手洗いの重要性

「風邪を引きたくない」「食中毒になりたくない」など、多くの人々が感染症から身を守りたいと思っています。人々の周囲には様々な病原体が身をひそめていて、油断につけこんで体内にはいりこんできます。そのため、私たちは病原体に感染しないように様々な対策を講じているのです。そのような対策の中で最も大切なことは「手洗い」です。

「外出から帰宅したら手洗いしましょう」「トイレのあとには手洗いしましょう」「食事の前には手洗いしましょう」などと言われているのですが、どうして手洗いが必要なのでしょうか?

学校や職場から帰宅するときには、バスや電車に乗車します。階段を上り下りすることもあるでしょう。このとき、吊り皮や手すりに頻回に触れることになります。もし、このようなところに、風邪ウイルスやインフルエンザウイルスが付着していたら、どうなるのでしょうか?当然のことながら、手指に病原体が付着します。そのような手で目や鼻の粘膜に触れれば、病原体はそこから体内に入ってしまうのです。

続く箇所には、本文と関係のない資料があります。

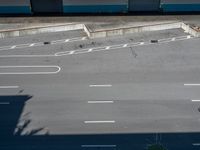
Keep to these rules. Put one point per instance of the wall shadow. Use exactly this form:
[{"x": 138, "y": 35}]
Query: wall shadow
[{"x": 11, "y": 108}]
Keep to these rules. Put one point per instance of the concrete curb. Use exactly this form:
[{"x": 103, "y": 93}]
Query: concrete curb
[
  {"x": 137, "y": 29},
  {"x": 39, "y": 29},
  {"x": 103, "y": 33}
]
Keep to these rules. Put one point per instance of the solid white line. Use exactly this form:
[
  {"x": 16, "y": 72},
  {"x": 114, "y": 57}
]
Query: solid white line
[
  {"x": 4, "y": 103},
  {"x": 103, "y": 85},
  {"x": 192, "y": 84},
  {"x": 9, "y": 87},
  {"x": 24, "y": 56},
  {"x": 100, "y": 102},
  {"x": 110, "y": 121},
  {"x": 101, "y": 146},
  {"x": 29, "y": 73},
  {"x": 195, "y": 100},
  {"x": 196, "y": 144}
]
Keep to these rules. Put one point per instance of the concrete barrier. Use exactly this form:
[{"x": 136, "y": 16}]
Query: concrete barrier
[
  {"x": 129, "y": 29},
  {"x": 39, "y": 29},
  {"x": 102, "y": 33}
]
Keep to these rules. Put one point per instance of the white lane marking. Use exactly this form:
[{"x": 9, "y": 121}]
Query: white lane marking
[
  {"x": 196, "y": 144},
  {"x": 24, "y": 56},
  {"x": 90, "y": 50},
  {"x": 173, "y": 39},
  {"x": 29, "y": 73},
  {"x": 71, "y": 52},
  {"x": 4, "y": 103},
  {"x": 31, "y": 44},
  {"x": 83, "y": 38},
  {"x": 195, "y": 100},
  {"x": 101, "y": 85},
  {"x": 192, "y": 84},
  {"x": 125, "y": 45},
  {"x": 9, "y": 87},
  {"x": 108, "y": 47},
  {"x": 95, "y": 49},
  {"x": 108, "y": 121},
  {"x": 100, "y": 102},
  {"x": 98, "y": 146},
  {"x": 13, "y": 47}
]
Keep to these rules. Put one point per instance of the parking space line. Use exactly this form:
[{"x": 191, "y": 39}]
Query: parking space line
[
  {"x": 9, "y": 87},
  {"x": 4, "y": 103},
  {"x": 98, "y": 146},
  {"x": 95, "y": 122},
  {"x": 103, "y": 85},
  {"x": 100, "y": 102}
]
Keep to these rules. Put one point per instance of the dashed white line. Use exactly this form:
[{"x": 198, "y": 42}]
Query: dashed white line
[
  {"x": 195, "y": 100},
  {"x": 94, "y": 122},
  {"x": 98, "y": 146},
  {"x": 192, "y": 84},
  {"x": 100, "y": 102},
  {"x": 9, "y": 87},
  {"x": 101, "y": 85}
]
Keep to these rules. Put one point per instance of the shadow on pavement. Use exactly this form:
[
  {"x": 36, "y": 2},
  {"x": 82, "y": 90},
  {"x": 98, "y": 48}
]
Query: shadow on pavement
[{"x": 11, "y": 108}]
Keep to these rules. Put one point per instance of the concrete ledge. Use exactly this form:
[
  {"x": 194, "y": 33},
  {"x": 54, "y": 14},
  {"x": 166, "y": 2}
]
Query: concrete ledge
[
  {"x": 108, "y": 32},
  {"x": 132, "y": 29},
  {"x": 39, "y": 29},
  {"x": 101, "y": 31}
]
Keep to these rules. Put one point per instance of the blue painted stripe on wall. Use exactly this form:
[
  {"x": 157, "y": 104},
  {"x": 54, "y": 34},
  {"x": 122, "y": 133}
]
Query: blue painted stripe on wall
[
  {"x": 15, "y": 9},
  {"x": 180, "y": 7},
  {"x": 95, "y": 8}
]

トイレでは洗浄レバーに触れたり、温水洗浄便座やスイッチに触れることがあります。そこには人々の腸管に住みついている病原体やノロウイルスなどが付着しています。トイレを済ませたあとに手洗いをしないと、それらの病原体が手指に付着したままになり、その手で食事をすれば病原体が口から入り込んでしまうのです。

このように病原体を周辺の環境表面から体内に容易に移動させる伝播経路が「手指」なのです。そのため、手洗いは感染を予防するために最も大切なことと言えます。しかし、手洗いするためには水道と石鹸が準備されなければなりません。常に手洗いができる環境が身近にあるということはないのです。手洗いするためには洗面所まで移動しなければならないのです。また、石鹸と流水による手洗いではハンカチやタオルが必要ですが、これらは複数回使用されているので、既に汚染されています。折角、手洗いしても手の水分を拭き取るときに、手指を再び汚染させてしまうのです。

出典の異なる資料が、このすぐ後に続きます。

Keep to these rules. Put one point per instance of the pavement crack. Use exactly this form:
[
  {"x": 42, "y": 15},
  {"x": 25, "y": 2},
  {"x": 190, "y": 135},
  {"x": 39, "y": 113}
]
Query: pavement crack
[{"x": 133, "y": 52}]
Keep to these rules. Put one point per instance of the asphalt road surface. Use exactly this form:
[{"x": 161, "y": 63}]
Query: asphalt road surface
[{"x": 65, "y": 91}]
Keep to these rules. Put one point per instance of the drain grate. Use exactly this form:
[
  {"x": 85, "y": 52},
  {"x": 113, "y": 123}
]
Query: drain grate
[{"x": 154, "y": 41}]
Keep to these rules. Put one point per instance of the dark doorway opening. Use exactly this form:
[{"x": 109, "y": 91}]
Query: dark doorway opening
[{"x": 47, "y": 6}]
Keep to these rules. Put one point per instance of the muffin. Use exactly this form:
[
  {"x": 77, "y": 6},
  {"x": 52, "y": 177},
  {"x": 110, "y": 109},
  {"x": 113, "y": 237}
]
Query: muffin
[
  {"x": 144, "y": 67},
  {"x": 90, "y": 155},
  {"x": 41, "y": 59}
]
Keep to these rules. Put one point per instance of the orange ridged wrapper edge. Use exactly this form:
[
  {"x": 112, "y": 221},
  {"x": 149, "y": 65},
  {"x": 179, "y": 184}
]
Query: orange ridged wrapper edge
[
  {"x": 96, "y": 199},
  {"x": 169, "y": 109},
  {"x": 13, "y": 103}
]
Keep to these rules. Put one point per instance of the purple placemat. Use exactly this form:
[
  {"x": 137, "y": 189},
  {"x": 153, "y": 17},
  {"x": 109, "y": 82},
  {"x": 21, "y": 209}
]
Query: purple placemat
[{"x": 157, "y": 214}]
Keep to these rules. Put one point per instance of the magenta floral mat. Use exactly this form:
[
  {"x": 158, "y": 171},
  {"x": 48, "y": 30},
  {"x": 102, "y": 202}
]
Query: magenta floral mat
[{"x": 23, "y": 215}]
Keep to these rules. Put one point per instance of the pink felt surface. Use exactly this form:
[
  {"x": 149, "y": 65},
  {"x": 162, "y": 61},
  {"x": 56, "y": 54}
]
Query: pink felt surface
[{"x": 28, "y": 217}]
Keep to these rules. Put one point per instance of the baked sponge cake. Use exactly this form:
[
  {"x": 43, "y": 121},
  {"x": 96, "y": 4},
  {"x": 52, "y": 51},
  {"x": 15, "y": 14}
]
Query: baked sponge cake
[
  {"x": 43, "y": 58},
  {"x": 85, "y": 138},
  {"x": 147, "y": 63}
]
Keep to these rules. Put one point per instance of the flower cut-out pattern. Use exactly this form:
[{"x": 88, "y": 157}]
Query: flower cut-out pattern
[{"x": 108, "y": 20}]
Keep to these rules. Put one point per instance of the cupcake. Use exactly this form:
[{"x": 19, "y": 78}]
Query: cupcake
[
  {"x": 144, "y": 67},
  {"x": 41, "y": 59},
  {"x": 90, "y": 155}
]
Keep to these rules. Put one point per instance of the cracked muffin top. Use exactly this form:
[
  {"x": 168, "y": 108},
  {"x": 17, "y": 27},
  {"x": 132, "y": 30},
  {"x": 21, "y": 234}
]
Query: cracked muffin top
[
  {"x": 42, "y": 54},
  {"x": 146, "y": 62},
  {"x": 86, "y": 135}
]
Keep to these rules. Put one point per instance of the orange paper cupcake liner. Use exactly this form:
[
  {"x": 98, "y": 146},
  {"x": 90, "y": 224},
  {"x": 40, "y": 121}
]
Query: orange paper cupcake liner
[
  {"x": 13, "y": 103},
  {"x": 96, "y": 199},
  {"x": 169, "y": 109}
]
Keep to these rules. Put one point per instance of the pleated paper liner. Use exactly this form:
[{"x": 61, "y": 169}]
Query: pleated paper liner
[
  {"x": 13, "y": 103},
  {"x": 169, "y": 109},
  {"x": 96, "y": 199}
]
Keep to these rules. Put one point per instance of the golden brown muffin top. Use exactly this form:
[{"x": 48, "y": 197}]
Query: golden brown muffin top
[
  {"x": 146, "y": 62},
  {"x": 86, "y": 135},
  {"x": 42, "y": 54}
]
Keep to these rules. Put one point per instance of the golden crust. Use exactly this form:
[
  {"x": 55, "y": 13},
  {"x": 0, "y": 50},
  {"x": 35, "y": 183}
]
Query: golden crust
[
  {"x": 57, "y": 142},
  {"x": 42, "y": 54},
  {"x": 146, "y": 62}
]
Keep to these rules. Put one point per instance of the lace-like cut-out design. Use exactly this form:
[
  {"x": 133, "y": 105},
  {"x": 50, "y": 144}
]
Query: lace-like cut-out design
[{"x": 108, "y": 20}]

最近はアルコール手指消毒薬が市販されていて、容易に購入できます。このような製剤には保湿剤が入っているので手荒れが極めて少なく、石鹸と流水に比較して、殺菌効果も強力です。そのため、病院では「石鹸と流水の手洗い」よりも「アルコールによる手指消毒」がおこなわれているのです。一般家庭や職場でもアルコール手指消毒薬を用いれば、手指消毒が徹底されることになり、多くの人々を感染症から守ることができるのです。